Located in the heart of the valley, the Slocan Integral Forestry Cooperative (SIFCo) manages approximately 16,000 ha of this space. It’s also where it’s implementing its Landscape level Ecosystem, Resiliency, Enhancement and Climate Change Adaptation Project— a comprehensive name that encapsulates the enormous range of actions that SIFCo is taking.

Like many Basin residents, Stephan Martineau is hyper-aware of climate change challenges.
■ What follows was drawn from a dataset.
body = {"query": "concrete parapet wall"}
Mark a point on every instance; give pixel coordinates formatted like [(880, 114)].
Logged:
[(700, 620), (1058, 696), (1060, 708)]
As a founding director and Manager of SIFCo, he heads an environmental stewardship team of leaders in climate change adaptation, sustainable forestry practices, community resiliency, wildfire mitigation, ecosystem-based management and economic diversification.

“We use a landscape-level perspective to make the land we manage more resilient to change and more capable of adapting to what’s coming our way,” he says. “That means we plan at a large scale—35,000 acres rather than 200, for example—and since 2008, we’ve been proactive in our response to rapidly changing climate conditions in this bioregion.”

With support from the Trust, SIFCo’s current project is enhancing and restoring ecosystem values and wildlife corridors on hundreds of hectares of locally rare flora and fauna in the Winlaw and Trozzo Creek watersheds. The project has involved four prescribed burns from 2021 to 2023, plus has an upcoming aquatic habitat restoration component.

In these historically fire-maintained ecosystems, controlled fires reset the landscape to a pre-fire suppression era, preserve soil and ecosystem structures, and create fuel breaks. SIFCo’s approach to wildfire mitigation was tested during the 5,992-ha Trozzo Creek fire of 2021, when it played an important role in slowing the spread of the wildfire that threatened Slocan Valley communities.

SIFCo is also implementing aquatic action. This will help redirect rainbow trout and other species of fish from the increasingly warmer summer temperatures of the Slocan River to Winlaw Creek, where their populations have a higher likelihood of thriving.

“Winlaw Creek is well-suited for the creation of new pools and has a canopy to keep water cool longer in the summer season,” Martineau explains.

SIFCo’s various partnerships with organizations like the British Columbia Wildfire Service, Selkirk College and the University of British Columbia create province-wide synergy—and an opportunity to collaborate on proactively building local capacity when it comes to dealing with landscapes in transition.

Martineau is thrilled that this work closely aligns with a Trust program that focuses on maintaining and improving ecological health and native biodiversity in a variety of ecosystems.

“I think we need to focus our attention specifically on large-scale impacts in a specific bioregion, such as the Slocan Valley, when we plan for adaptation,” adds Martineau. “This is one of the programs that actually offers that possibility; it’s great that it exists and it’s a real benefit to Basin communities.”